Le deuxième défi que les artistes africains s’adressent à une forte diaspora africaine qui est multiple, c’est-à-dire qui ne vient pas forcément d’un même pays. Donc lorsque vous faites de la musique africaine et que vous voulez toucher la diaspora peut-être africaine en Europe, évidemment il faut que vous arriviez à trouver une musique de fusion, une musique qui peut toucher aussi bien l’Ivoirien, le Sénégalais, le Burkinabè, le Malien et autres. C’est un défi, il faut trouver une musique qui crée des liens avec toutes ces nationalités.
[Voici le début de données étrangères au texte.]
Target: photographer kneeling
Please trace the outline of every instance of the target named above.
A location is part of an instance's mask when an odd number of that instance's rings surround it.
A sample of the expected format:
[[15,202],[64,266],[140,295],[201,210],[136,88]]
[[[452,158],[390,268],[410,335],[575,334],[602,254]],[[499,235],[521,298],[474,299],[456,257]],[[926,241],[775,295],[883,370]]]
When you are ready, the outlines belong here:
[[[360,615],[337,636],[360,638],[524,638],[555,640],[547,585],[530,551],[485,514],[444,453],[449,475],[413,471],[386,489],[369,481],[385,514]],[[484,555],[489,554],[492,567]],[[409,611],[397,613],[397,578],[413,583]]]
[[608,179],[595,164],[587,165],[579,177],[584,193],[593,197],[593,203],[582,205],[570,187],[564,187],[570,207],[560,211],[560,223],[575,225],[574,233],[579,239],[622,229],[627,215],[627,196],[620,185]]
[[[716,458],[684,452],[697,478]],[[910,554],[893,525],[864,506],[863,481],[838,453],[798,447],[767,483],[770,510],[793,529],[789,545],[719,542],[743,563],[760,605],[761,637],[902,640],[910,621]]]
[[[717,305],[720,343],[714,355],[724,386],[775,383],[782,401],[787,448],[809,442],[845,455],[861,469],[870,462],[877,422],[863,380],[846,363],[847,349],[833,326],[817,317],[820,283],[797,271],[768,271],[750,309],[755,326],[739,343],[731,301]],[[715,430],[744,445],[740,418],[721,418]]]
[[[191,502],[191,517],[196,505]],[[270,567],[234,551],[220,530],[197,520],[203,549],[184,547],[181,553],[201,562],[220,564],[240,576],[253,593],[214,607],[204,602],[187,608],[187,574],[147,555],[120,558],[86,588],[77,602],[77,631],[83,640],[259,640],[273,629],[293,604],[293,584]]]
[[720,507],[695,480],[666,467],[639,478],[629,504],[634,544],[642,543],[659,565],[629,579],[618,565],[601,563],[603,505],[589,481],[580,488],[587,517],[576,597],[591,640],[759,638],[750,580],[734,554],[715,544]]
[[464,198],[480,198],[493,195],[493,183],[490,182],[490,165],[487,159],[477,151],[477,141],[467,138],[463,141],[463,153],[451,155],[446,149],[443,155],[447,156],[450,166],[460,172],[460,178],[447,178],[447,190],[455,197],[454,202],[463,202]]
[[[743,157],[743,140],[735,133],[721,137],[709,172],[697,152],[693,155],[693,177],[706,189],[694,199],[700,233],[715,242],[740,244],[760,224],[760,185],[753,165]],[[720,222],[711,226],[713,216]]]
Le troisième défi c’est le fait qu’il y a un véritable décalage entre l’Afrique et l’autre côté du monde. Entre l’Afrique et le Nord, parce qu’ils n’ont pas forcément les mêmes habitudes de consommation, ils n’ont pas forcément la même approche ou perception par rapport à la musique, et donc du coup c’est un défi qu’il faut surmonter. Alors si vous prenez par exemple un groupe comme Magic System, vous regardez un peu le zouglou que Magic System faisait en Côte d’Ivoire, et une fois arrivé en France, il a fallu s’adapter, donc j’allais dire au contexte français, vous regardez un peu les différents types de musiques, vous avez l’impression qu’ils ont pratiquement abandonné le zouglou originel pour faire une autre musique, mais quand vous regardez, le fond reste. Donc il y a une adaptation, forcément au goût d’un autre public qui n’est pas un public forcément africain.

Beaucoup d’artistes n’ont pas réussi à relever ce défi. Ils demeurent toujours des artistes africains, même quand ils vont en Europe c’est la communauté africaine qui les écoute, mais ils n’arrivent pas à toucher l’autre public occidental, parce qu’ils ne s’adaptent pas à leur habitude de consommation.